Job Resource Tuning

From Research Computing Center Wiki
Jump to navigation Jump to search


Job Resource Tuning

Fine-tuning the appropriate amount of resources requested for a job can take some trial and error. There are many variables that must be considered. Here we will look at what should be considered when requesting computing resources for our jobs, and then outline general guidelines to help ensure we’re requesting the optimal amount of resources when submitting a job to an HPC cluster. We will also discuss data points we can observe while a job is running and once it’s finished to better fine-tune our jobs’ resources.

When submitting a job to an HPC cluster, there are four main types of resources that we request. To make sure we’re requesting the optimal amount, first we need to make sure we have a proper understanding of each type of resource.

  • Node – computer within a cluster.
  • Core – unit of a processor that performs calculations.
  • Memory – the amount of random access memory (RAM) needed for a job.
  • Walltime limit – the maximum amount of human time available to a job.

Job Success or Failure

In some cases, the amount of resources requested can have a direct effect on whether or not a job succeeds or fails. When considering this, we mainly need to look at memory and the walltime limit. If you request a lower amount of memory than your data set actually needs, your job will likely fail. Similarly, with the walltime limit, any process in your job will be stopped and the allocated resources will be released once the requested walltime limit has been exceeded.

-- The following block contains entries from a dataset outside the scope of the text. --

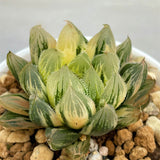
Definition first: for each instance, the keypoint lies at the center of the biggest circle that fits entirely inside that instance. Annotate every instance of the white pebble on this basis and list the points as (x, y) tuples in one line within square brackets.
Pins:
[(93, 145), (154, 123), (95, 156), (103, 151)]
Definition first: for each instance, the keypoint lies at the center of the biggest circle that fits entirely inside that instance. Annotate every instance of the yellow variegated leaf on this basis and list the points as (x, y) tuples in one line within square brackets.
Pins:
[(39, 40), (134, 74), (127, 115), (76, 151), (17, 103), (106, 65), (80, 64), (71, 42), (59, 138), (94, 84), (42, 114), (115, 91), (102, 42), (59, 81), (49, 61), (31, 82), (15, 64), (104, 121), (141, 98), (14, 121), (124, 51), (75, 109)]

The good news is that if you realize your job is going to need more time than it has left, you may submit a ticket to us here, and we can extend the walltime of an in-progress job.

The only scenario in which the amount of nodes requested could have a direct impact on the success or failure of a job is in a scenario in which software was called in a way to take advantage of multiple nodes and did not have them available. For example, if a program expected to pass data from one node to another, but you only requested one node for your job.

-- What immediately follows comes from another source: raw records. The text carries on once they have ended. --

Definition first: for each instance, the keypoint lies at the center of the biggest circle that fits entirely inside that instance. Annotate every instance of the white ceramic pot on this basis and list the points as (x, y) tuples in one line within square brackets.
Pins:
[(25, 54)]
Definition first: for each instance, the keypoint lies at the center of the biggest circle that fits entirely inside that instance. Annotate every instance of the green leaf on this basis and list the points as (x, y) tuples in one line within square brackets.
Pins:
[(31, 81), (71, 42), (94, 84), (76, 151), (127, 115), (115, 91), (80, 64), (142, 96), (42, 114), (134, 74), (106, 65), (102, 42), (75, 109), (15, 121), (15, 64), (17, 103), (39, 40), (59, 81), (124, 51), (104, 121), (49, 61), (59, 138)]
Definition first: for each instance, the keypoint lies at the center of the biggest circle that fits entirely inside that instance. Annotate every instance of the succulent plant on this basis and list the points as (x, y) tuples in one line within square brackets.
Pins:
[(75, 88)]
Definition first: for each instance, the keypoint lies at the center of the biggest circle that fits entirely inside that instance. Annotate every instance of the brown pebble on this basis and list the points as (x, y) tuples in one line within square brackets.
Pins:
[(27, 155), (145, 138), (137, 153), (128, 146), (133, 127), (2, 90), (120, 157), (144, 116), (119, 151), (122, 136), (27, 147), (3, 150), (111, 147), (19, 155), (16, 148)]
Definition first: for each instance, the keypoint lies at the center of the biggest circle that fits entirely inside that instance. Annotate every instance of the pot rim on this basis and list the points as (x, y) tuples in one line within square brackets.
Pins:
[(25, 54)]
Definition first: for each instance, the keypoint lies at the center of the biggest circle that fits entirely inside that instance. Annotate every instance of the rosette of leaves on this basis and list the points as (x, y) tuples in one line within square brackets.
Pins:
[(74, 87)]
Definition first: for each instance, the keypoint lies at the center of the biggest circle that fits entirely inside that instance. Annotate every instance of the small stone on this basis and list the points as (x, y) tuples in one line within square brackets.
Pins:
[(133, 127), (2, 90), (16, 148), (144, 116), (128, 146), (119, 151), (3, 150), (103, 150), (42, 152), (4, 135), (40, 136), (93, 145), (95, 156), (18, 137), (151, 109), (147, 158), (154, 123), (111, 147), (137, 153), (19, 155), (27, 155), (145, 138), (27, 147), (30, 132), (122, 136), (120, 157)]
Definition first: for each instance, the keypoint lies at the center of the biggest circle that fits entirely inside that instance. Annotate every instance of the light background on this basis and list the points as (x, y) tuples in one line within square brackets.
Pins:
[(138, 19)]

Requesting a suboptimal amount of cores will often only affect the success or failure of your job in an indirect way, possibly causing your job to run for longer than your requested walltime if you don’t request enough cores. There are some cases, however, in which requesting too few cores could cause your job to fail. For example, if you have an R package that forms a “cluster” of 4 cores, it may need an extra core to orchestrate the workflow and manage those four cores.

Job Speed

For the speed of your job, every type of resource except the walltime limit will have an effect. In most cases, requesting more than one node will not speed up your job. However, if you are using software that utilizes technology such as MPI or any inter-node communication, you could see some performance benefit from requesting multiple nodes.

Requesting more cores will typically have a noticeable effect on the speed of most jobs, to a point. Nowadays, most software is able to take advantage of multiple cores. That is to say, it can do or process more than one thing at a time. Not all software is able to take advantage of multiple cores in this way, either because of the nature of the problem the software is solving, or because the software was not written to take advantage of multiple cores. An example of a problem that could not be parallelized so to speak, would be a program that computed the Fibonacci sequence. Because of the nature of that computation, adding numbers sequentially, there is no other way to do it other than adding one pair of numbers at a time (serially). On the other hand, dividing up iterations of a loop is an example of something that could potentially be performed across multiple cores at the same time. Keep in mind that a lot of software will have its own command line parameter to specify the number of processes that will be used. This will often be a -p or a -t, but consult the documentation for the software you're using. If this software you're using has something like that, you would want to make sure you passed the same value as you did to --cpus-per-task to the corresponding command line parameter to make sure all of the cores you requested for your job are used. Depending on your software, eventually you will reach a point of diminishing returns. This means that if you were to request more and more cores, eventually you would reach a point where you no longer received any speed benefit in allocating more cores to your job.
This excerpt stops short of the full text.